Most of the organized crime in the city that existed then is gone today, he said. His plans call for doing the same thing with insurance fraud. He said the industry must continue to be a partner in this effort with the prosecutor's office, supplying information with the aid of technology which indicates patterns of fraud.
He said since the attorney general's office was put in charge of prosecuting insurance fraud under a special prosecutor's office, a small group of attorneys are now in charge of unearthing and bringing to justice the perpetrators of this fraud.
The office is bringing cases against not only the low-level thieves, but also the professionals who are the center of the rings, including doctors and lawyers.
"That is going to be a significant shift in the way these cases are prosecuted," he said.
"We are absolutely dedicated to doing this," Mr.

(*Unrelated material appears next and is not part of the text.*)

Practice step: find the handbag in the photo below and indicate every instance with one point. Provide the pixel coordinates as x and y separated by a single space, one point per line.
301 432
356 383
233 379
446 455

Spitzer continued. "I think if we keep working at this it will work."
However, to what degree the fraud will be reduced in the next few years, he cautioned, is tough to say because prosecutors are still learning what type of criminal element they are dealing with. He said either this is a crime, like drugs, where the people who are committing the act are quickly and easily replaced, or the fraud is more like the traditional organized crime family, which becomes undone as the leaders are removed.
"We don't know the answer to that question, but we are going to find out, and we are going to be dedicated to pursuing it as aggressively as we should be," he said.
Discussing the corporate scandals of the last few years, Mr. Spitzer said that the checks-and-balances of corporate governance were out of balance. The revelations of the past few years show that those responsible for oversight of the corporate heads (board of directors, auditors, outside auditors and institutional shareholders) did not do their job to enforce proper governance.
He was especially critical of institutional shareholders who "abdicated their responsibilities" and did not speak up to question corporations over their reports.
Board members, auditors and investors are beginning to recognize their role once more and, because of this, "things are getting better."
Mr. Spitzer said there will be more cases of corporate scandals, but the worst examples are past.
"We are making real progress," he said, "and I think things are getting better. The bad news is there will be more cases because prosecutors work backward and uncover fraud. We will continue to uncover improprieties in years past. But the rate of fraud committed today has decreased because we are catching people, and when you send a few people to jail it scares people, and board members understand their responsibility and are flexing their muscle."